There are no increased pollutant spikes for dinner time, since we meal prep all of our weeknight dinners. The CERV just does a bit of Recirculation Heating as the outdoor temperature drops, and then when it comes to bedtime, we resume the regularly scheduled ventilation programming.
I could show some more data, but with self-quarantining the days are all pretty much the same and time has no meaning anymore.

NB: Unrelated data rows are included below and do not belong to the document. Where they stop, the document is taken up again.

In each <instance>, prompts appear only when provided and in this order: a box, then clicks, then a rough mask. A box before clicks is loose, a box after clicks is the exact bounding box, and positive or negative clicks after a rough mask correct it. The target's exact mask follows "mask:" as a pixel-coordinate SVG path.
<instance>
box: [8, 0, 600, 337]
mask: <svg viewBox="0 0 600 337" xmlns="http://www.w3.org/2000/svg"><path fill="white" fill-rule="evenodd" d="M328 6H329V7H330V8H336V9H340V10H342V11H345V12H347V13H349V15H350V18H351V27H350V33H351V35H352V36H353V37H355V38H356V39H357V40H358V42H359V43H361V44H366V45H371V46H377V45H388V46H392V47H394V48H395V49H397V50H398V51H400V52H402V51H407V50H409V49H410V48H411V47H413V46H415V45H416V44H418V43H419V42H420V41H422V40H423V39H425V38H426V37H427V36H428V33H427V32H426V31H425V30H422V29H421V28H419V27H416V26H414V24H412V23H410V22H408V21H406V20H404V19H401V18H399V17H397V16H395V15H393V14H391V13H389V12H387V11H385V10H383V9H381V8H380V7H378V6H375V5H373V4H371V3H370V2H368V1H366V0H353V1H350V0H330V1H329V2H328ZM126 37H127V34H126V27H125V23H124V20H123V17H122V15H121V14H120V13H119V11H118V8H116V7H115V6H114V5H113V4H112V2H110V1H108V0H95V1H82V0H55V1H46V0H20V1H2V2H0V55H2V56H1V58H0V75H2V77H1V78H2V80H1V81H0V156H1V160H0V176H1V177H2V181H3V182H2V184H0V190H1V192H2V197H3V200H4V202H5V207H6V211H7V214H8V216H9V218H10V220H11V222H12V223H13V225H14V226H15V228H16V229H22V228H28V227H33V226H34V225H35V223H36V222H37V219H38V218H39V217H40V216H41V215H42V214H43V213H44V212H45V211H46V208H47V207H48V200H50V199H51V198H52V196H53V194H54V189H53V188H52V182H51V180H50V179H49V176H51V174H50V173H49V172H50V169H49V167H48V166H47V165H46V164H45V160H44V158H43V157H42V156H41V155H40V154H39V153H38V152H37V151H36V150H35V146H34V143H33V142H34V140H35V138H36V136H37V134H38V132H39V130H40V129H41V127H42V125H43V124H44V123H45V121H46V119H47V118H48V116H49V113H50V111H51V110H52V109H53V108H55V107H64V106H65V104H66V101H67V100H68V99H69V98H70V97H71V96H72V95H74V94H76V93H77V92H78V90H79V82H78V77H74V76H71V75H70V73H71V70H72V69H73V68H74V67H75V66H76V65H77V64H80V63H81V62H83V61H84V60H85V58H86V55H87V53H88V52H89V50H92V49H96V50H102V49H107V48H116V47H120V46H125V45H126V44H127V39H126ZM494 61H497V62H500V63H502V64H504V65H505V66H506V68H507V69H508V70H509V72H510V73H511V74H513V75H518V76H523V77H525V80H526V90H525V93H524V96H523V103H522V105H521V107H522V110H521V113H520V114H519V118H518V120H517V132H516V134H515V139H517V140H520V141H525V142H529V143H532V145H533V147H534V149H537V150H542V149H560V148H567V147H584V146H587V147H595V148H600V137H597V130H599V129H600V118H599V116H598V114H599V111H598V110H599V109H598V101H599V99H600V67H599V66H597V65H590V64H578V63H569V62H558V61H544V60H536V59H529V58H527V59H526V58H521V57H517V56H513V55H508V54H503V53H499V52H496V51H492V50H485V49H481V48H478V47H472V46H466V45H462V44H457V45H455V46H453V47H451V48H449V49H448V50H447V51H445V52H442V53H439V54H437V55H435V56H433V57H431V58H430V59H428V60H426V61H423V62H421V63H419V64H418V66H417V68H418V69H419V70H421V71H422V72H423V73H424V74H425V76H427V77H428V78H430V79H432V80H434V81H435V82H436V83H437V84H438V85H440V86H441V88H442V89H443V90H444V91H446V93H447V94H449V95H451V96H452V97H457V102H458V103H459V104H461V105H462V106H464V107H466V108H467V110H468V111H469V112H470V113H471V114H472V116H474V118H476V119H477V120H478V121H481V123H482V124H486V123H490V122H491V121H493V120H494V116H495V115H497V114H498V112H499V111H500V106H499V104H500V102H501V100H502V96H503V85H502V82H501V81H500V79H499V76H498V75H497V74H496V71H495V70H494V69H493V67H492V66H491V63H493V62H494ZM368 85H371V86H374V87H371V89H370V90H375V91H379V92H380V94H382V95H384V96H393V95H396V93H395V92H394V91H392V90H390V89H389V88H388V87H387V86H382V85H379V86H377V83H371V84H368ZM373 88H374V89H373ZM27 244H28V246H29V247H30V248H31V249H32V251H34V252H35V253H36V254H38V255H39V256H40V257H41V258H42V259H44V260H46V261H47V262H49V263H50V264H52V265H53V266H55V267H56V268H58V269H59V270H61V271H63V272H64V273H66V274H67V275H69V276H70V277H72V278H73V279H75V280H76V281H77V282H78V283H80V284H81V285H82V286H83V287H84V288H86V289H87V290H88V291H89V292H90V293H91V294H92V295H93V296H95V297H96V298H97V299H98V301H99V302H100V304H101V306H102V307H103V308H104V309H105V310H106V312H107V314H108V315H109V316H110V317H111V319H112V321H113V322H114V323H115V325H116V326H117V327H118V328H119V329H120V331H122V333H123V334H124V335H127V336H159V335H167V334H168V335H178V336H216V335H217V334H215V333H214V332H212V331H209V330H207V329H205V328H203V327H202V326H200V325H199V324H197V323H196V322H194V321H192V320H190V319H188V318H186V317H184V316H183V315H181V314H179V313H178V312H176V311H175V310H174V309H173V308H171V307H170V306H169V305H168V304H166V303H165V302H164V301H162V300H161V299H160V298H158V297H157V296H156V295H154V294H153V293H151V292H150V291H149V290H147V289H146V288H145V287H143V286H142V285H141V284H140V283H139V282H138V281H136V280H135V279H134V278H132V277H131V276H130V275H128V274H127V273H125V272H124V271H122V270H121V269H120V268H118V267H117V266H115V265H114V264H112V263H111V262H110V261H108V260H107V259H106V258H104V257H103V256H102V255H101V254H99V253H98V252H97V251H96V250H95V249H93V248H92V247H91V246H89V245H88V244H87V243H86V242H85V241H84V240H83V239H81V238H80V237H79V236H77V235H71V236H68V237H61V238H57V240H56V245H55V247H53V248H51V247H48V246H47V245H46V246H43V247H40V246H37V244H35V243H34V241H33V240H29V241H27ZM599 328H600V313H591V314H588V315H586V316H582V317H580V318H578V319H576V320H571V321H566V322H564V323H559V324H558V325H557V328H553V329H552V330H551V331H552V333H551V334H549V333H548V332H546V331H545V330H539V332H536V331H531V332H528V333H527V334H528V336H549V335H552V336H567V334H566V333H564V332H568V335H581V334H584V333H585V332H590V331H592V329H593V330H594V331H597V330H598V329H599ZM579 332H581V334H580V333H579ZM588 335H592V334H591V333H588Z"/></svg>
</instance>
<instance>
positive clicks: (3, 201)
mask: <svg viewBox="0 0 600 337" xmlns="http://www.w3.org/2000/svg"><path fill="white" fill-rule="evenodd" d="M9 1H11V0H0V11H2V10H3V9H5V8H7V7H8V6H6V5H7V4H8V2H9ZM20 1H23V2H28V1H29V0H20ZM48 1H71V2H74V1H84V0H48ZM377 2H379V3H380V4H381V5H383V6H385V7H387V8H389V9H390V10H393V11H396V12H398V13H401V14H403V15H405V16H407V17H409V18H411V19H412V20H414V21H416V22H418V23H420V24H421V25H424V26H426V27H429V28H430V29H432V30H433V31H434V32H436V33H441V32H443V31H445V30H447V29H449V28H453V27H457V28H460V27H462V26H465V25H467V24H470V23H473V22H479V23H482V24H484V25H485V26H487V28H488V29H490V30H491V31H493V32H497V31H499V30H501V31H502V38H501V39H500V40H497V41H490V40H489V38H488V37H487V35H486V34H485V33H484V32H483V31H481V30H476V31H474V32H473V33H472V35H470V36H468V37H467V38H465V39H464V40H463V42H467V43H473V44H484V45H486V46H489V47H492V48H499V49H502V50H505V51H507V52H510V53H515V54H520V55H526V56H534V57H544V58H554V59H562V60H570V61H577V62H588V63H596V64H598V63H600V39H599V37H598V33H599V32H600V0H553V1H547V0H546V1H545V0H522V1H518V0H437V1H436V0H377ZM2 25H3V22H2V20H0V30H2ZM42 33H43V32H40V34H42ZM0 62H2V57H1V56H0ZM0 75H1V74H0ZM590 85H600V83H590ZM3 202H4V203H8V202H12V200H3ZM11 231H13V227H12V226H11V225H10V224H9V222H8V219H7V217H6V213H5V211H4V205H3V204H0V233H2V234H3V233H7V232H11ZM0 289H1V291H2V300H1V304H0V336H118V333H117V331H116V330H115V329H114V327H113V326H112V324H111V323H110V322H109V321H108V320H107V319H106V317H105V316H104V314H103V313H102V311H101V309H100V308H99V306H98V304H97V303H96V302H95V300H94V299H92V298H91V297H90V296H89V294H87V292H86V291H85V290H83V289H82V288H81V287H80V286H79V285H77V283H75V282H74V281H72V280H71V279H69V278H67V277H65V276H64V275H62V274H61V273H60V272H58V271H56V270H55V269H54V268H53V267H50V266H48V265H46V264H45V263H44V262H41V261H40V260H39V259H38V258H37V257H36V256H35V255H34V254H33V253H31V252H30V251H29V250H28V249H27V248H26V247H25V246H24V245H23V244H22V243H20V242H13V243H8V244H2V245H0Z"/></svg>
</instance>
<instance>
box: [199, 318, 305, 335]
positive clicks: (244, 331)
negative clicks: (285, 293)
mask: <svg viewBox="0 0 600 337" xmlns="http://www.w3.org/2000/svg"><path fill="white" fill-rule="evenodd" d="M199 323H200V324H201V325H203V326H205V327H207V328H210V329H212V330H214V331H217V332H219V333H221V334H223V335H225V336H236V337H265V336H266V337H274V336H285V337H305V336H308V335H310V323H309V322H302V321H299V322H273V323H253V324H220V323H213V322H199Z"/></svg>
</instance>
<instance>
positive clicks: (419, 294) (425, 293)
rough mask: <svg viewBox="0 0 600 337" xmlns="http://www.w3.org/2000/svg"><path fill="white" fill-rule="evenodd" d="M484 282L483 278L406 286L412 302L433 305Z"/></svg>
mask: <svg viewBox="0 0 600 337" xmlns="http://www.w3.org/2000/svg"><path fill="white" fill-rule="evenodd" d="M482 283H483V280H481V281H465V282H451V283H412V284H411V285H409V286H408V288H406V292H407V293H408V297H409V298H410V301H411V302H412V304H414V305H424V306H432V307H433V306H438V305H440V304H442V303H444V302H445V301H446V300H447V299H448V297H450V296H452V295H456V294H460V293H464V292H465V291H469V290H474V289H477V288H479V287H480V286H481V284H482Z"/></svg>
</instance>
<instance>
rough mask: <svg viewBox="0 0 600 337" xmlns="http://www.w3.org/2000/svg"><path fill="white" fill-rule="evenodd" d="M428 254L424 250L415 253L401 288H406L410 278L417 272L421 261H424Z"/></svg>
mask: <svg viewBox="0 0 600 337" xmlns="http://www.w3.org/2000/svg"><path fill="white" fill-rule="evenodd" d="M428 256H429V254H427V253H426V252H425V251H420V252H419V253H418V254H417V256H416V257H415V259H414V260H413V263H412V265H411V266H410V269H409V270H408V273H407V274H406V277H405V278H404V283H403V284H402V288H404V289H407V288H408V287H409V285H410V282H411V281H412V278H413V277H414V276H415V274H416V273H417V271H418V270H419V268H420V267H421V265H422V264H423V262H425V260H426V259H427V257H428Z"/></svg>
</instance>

We often like to show off fabulous award-winning new homes using CERV smart ventilation, but sometimes it’s important to show a little love to our old homes! People often think that old homes are leaky and therefore get plenty of fresh air, but study after study has shown that where the leaks are, and where the people are, often doesn’t overlap. The addition of smart ventilation to a home can improve your health, cognition, and sleep quality (check out the studies listed on our Fresh Air page), as well as reduce odors and improve your comfort. In any home.
Overall, this was a project that was easily done mostly by one person, making it a perfect pandemic activity. Every home is unique in its own way, so a little planning goes a long way when deciding how you want to integrate the CERV into your own home (and we can help, just submit our contact form)!
Total cost for the project? If it wasn’t for my five-finger employee discount, the CERV2 typically starts around $5,500. Ductwork, fittings, aluminum tape, sheet metal screws, and duct mastic added up to around $300.
Installation time of the CERV ended up totaling around 30 hours. Getting the CERV in place, cutting holes in the walls for the the wall vent hoods, and connecting the fresh air intake, stale air exhaust, and supply to inside ducts was easily done over one weekend. The return duct branches (including converting supplies to returns and adding the new half-bath return) was accomplished over the next few weekends when there was time.
We will be tearing out our old inefficient gas furnace and central AC and replacing them with new ultra-efficient Hyper-Heat ducted mini-splits from Mitsubishi Electric. The CERV will act as the mastermind of the whole home, not only managing the indoor air quality, but the indoor comfort level (zoned to both floors, of course). We are very excited to start this next phase and can’t wait to show you how it can be done to your home too!